#Setup The setup phase of the analysis simply loads the plyr and dplyr libraries, sets the working directory and downloads the data to it, and enters into the data folder
#Combine Training and Test Data The first part of the project says to combine the training and test data. I did this by reading in the y,x and subject training and test files and then combining the y's together, x's together and subjects together using the rbind command
Once I did this I removed the training and test datasets to save memory
#Use only mean and standard Deviation measurements The second step of the project says that we are only interested in the mean and standard deviation measurements. In order to select only these measurements I read in the features.txt file and extracted the names of the features. I then used the grep command to select the features that had standard deviation or mean in their names and combined the two sets together into a variable called keep, which I used to subset the data to only those features in which we were interested.

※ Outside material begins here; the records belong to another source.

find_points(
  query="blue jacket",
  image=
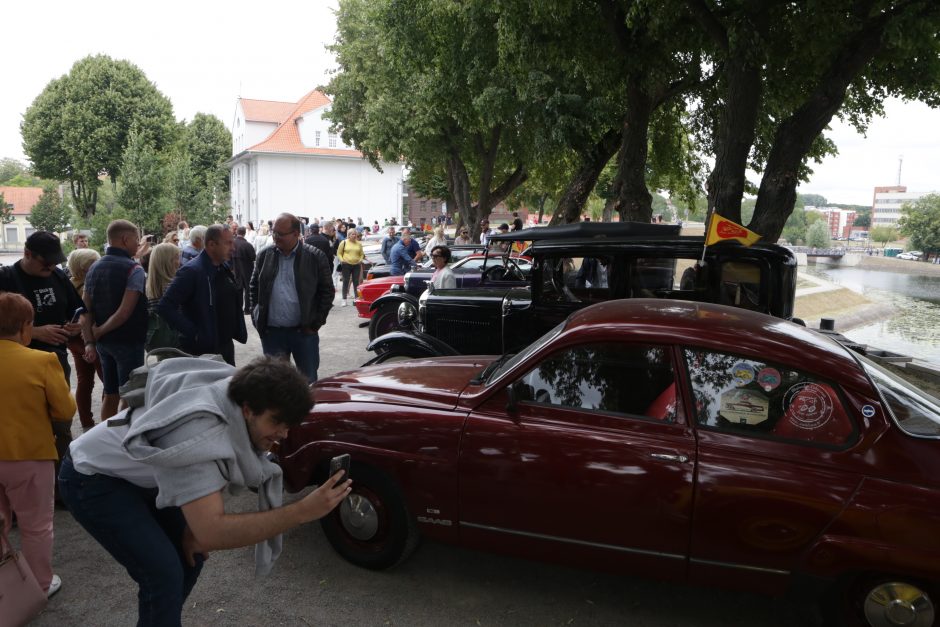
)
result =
(188, 306)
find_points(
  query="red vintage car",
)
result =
(686, 441)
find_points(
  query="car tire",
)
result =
(372, 527)
(384, 320)
(847, 605)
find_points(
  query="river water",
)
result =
(914, 329)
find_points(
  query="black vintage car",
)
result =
(577, 265)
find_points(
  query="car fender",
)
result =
(394, 297)
(411, 344)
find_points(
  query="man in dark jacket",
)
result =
(243, 264)
(203, 302)
(291, 296)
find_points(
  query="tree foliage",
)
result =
(77, 129)
(50, 213)
(921, 223)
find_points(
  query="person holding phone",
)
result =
(150, 492)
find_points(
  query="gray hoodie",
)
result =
(196, 440)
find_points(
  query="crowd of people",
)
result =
(146, 484)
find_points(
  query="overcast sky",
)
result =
(203, 56)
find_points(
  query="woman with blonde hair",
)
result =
(437, 240)
(164, 262)
(80, 260)
(350, 254)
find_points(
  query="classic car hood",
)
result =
(431, 383)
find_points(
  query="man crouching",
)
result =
(150, 492)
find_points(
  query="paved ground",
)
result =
(439, 585)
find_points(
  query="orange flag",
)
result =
(721, 229)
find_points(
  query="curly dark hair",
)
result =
(272, 383)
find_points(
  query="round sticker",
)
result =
(808, 405)
(742, 373)
(768, 378)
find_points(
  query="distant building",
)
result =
(22, 199)
(887, 203)
(840, 221)
(286, 159)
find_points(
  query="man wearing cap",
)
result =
(115, 327)
(55, 302)
(484, 231)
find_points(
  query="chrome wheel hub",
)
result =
(359, 518)
(897, 604)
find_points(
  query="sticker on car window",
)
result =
(807, 405)
(744, 407)
(742, 373)
(769, 379)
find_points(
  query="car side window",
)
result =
(624, 379)
(763, 399)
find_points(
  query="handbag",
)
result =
(21, 598)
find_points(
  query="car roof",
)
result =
(720, 327)
(589, 230)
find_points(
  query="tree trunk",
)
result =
(795, 135)
(736, 131)
(633, 201)
(593, 161)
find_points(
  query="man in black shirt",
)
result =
(54, 299)
(243, 264)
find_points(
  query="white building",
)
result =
(285, 159)
(887, 203)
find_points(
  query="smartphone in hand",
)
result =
(340, 462)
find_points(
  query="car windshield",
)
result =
(509, 364)
(916, 412)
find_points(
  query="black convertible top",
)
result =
(589, 230)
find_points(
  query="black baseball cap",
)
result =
(46, 245)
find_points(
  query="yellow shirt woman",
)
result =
(350, 252)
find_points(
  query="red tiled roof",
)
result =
(22, 198)
(286, 138)
(266, 110)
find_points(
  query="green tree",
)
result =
(50, 213)
(883, 235)
(142, 184)
(921, 223)
(76, 129)
(817, 234)
(779, 85)
(10, 168)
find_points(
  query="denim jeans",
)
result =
(147, 541)
(118, 359)
(305, 348)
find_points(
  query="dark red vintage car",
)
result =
(680, 440)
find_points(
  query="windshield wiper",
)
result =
(484, 374)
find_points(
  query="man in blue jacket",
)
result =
(203, 302)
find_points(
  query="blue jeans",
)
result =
(285, 342)
(147, 541)
(117, 361)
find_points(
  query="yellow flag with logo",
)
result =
(721, 229)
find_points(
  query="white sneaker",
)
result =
(54, 586)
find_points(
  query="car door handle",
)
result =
(670, 458)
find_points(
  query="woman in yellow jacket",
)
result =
(35, 394)
(350, 256)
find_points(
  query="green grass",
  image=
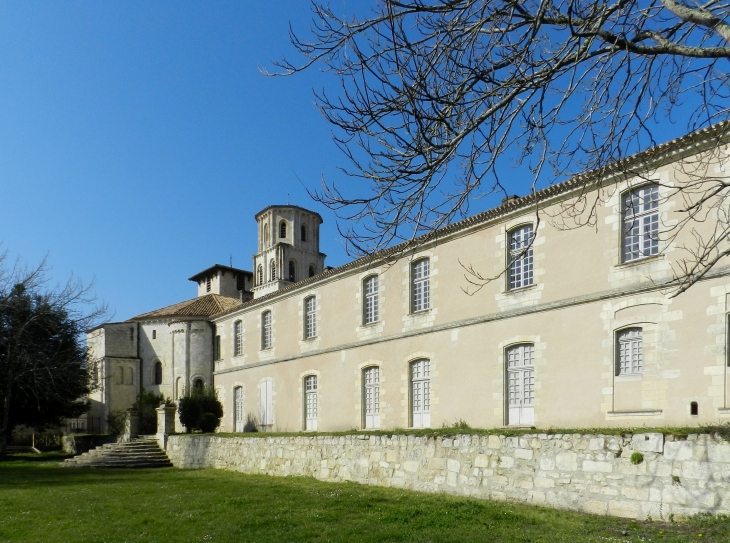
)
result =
(43, 503)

#Label Data Set With Descriptive Variable Names I then skipped to the fourt step and gave all of the features the names from the features.txt file. These are fairly human-readable and replaced the V1,V2,V3 names automatically assigned.
In this step I also combined the SubjectNumber, Label Codes and renamed data into one table and removed the tables used in this construction.
#Give factor variables readable names Now going back to step three I made the Subject Number and Label Codes factors, and replaced the numeric levels of the Label Codes factor with the associated activity names. I could have done this by reading in the codes from a file, but since there were only six of them I did it manually.
I also arranged the data so that it was ordered by Subject number. This was unnecessary but I think made it easier to look at.
#Take mean of each Variable for each activity and each subject For step five I just used the ddply command to take the mean of each column by Subject number and Label code making the final tidy dataset as requested.